The event that indicates the need for cache flusing is not standard and is not trivial in some cases. Our solution to the above three requirements was to use a key based cache with an optional parameter to specify the length of time after which the cache expires. Whenever an event occurs that indicates the need for cache flushing (e.g. creating a new site node), we manually flush the appropriate cache using an appropriate key.

In the OACS world, one possible way to do the same for the queries is to use the unique keys we already have for the queries as the cache keys. When you create a site node, you flush that key from the cache (or at least mark it to be flushed at next access).

In practice, I have found that I really only need/want to cache a few queries - the expensive ones or the ones our users hit the most often. As a developer, i know what these queries are - after all, I already had to tune them :) I would thus be very happy with an API to cache individual queries rather than a parameter to cache all my queries. With this type of design, it is up to the developers to decide explicitly what to cache, for how long, and when to flush.

From the previous posts, we have the following concrete needs:

* Greenpeace: flush individual db queries every 5 minutes

We can provide a -cache_time flag to the db_* procs and simply use the already unique name of the query as a cache key.

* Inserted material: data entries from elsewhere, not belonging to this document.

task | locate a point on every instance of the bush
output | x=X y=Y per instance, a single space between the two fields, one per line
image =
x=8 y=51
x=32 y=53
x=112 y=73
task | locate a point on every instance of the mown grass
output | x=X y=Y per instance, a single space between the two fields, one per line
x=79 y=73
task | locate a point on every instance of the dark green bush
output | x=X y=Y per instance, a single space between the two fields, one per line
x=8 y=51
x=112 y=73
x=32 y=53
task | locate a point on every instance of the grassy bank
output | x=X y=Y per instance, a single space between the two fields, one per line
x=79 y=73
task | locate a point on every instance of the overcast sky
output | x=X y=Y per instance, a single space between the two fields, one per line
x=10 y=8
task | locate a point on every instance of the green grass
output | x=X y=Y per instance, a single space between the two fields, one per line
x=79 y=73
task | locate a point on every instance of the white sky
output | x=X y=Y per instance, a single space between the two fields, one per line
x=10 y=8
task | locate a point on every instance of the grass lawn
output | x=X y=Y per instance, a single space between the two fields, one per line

  * Permissions: "define a cache pool specifically for permissions, which gets flushed whenever an object's permissions change"

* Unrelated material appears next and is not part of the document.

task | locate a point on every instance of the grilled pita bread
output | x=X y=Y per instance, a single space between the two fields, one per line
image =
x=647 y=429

My assumption here is that we would be accessing the permissions we are checking through an existing api (e.g. ad_require_permission or something similar). These methods would then explicitly cache the results of the permission checks using a key which could be deterministically generated from the object_id.

The code which updates the permissions of an object could then flush the cache for the permissions key for that object.

  * Grouping of cached items - if you flush one item, you must flush these other items (from the example on keeping content in-sync with its associated side panels)

This is a pretty tough requirement. A cursory glance through the docs for ns_cache indiciates it is already capable of flushing the cache based on a key pattern. If so, we can meet this requirement by creating composite cache keys and then flushing based on the first part of the key.

  * Flushing site nodes

The strategy here would be similar to permissions. We ensure a deterministic way to get the cache key for a given site node. When a site node is edited, we flush the cache for that key.

What do you think about requiring a bit more work from the developer to remove the need for complex logic pertaining to cache flushing? I haven't thought too much about the details of implementing the above in OACS, but I believe we have enough support with ns_cache to do the above. Please do correct me if I'm mistaken here.